Fifteen years ago – our old dog was still a puppy then – she and I set off on a similar jaunt that nearly ended in a night spent jogging in place in a frozen New Hampshire swamp. The sky had turned to oatmeal and my sense of direction to mush. Through a series of lucky guesses, and because we both still moved pretty briskly in those days, we made it home by dark. But I swore afterward never to enter unfamiliar woods under cloudy skies without a compass. Later I added a Bic lighter, a space blanket, and a flashlight to the list. But never having had to use them, I have more often than not left them all behind. As I did last week.
My first step into the unplowed snow should have reminded me. I sank below my knee. Uh-oh, I thought. This is gonna be slow going. But no problem. I’ll go for 40 minutes and if it hasn’t gotten better, I’ll take my back track, which should have me skipping like a Gore-Tex-clad model in an L.L. Bean catalog.
There were deer tracks wandering in every direction; it was clearly a wintering area. Beds everywhere, like oval bathtubs in the snow. I trudged northward (as I fancied), stumbling often on the little stubs sticking up from downed trees. After half an hour, bathed in sweat under my Polartec shirt, I swung to the right and headed back toward the house – and promptly came to a stream running north in a place I knew they all flowed south.
The first, and most important thing to appreciate in that situation is that your assumptions about direction are false: that your head needs to be screwed around before you can make any creative decisions. Well, I thought, I’ve been trending to the right; so I’ll just turn sharply right and go till I cross my own track. But twenty minutes later, that still hadn’t happened. Instead, I could see an open field with a strange house at the far end, in a place that no houses could be. So, with snow in the offing, and recalling the story I’d read the day earlier of the Christmas tree-hunting Dominguez family that had spent three days lost in snowy woods north of Sacramento, I reluctantly turned tail and rather shamefacedly followed my own winding back track home.
I daresay that most of us who go into the woods have from time to time become “a bit confused.” as Daniel Boone used to say. When I was young, I often came out miles from where I’d intended. But it was no problem because I could walk the long miles home, even if it took till midnight.
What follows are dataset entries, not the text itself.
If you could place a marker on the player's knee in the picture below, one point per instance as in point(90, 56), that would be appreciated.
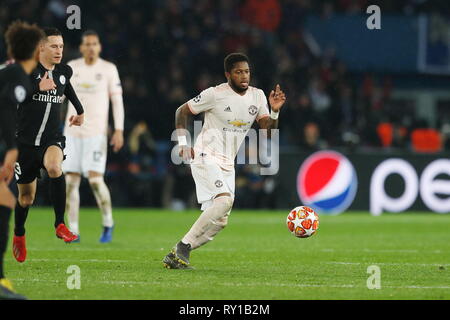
point(72, 182)
point(224, 203)
point(26, 200)
point(95, 183)
point(222, 222)
point(54, 170)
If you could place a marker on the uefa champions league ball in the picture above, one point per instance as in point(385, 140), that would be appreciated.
point(302, 222)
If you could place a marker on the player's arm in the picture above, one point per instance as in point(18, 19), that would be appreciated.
point(8, 125)
point(115, 92)
point(77, 120)
point(183, 117)
point(70, 94)
point(205, 101)
point(277, 99)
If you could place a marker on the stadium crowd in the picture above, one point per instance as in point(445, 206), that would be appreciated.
point(168, 51)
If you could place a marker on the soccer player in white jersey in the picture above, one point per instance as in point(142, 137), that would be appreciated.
point(96, 83)
point(230, 110)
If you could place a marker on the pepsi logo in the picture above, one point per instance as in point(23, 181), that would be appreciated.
point(327, 182)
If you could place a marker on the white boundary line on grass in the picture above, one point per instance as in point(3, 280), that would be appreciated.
point(234, 284)
point(391, 263)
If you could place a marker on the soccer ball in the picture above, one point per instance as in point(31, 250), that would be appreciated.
point(302, 222)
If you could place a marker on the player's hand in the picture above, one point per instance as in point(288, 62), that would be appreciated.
point(7, 170)
point(76, 120)
point(277, 99)
point(46, 83)
point(186, 153)
point(117, 140)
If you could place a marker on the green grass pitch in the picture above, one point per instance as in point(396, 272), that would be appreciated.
point(255, 257)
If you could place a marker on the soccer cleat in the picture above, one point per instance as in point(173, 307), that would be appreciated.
point(7, 291)
point(106, 236)
point(78, 239)
point(19, 248)
point(178, 257)
point(63, 233)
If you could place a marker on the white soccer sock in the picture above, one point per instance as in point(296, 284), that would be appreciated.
point(103, 197)
point(73, 201)
point(210, 222)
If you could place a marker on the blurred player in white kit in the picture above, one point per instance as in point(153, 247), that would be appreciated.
point(96, 83)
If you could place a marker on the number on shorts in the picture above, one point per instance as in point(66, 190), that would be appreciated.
point(97, 156)
point(17, 171)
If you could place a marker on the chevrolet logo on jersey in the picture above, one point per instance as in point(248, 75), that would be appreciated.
point(86, 85)
point(50, 96)
point(238, 123)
Things get a little dicier when that surplus of energy has been reduced, and it makes sense to begin taking the things you might need to spend the night out, if you have to. The greatest danger is the feeling, “This is a piece of cake. What possibly could go wrong?”
So the compass, space blanket, and Bic lighter are by the door again, along with a few pieces of cord and a lightweight raincoat. The cell phone? Yes, it would have worked; there was a signal, even out in the swamp at the end of my route. But that’s the last ditch. Death before dishonor!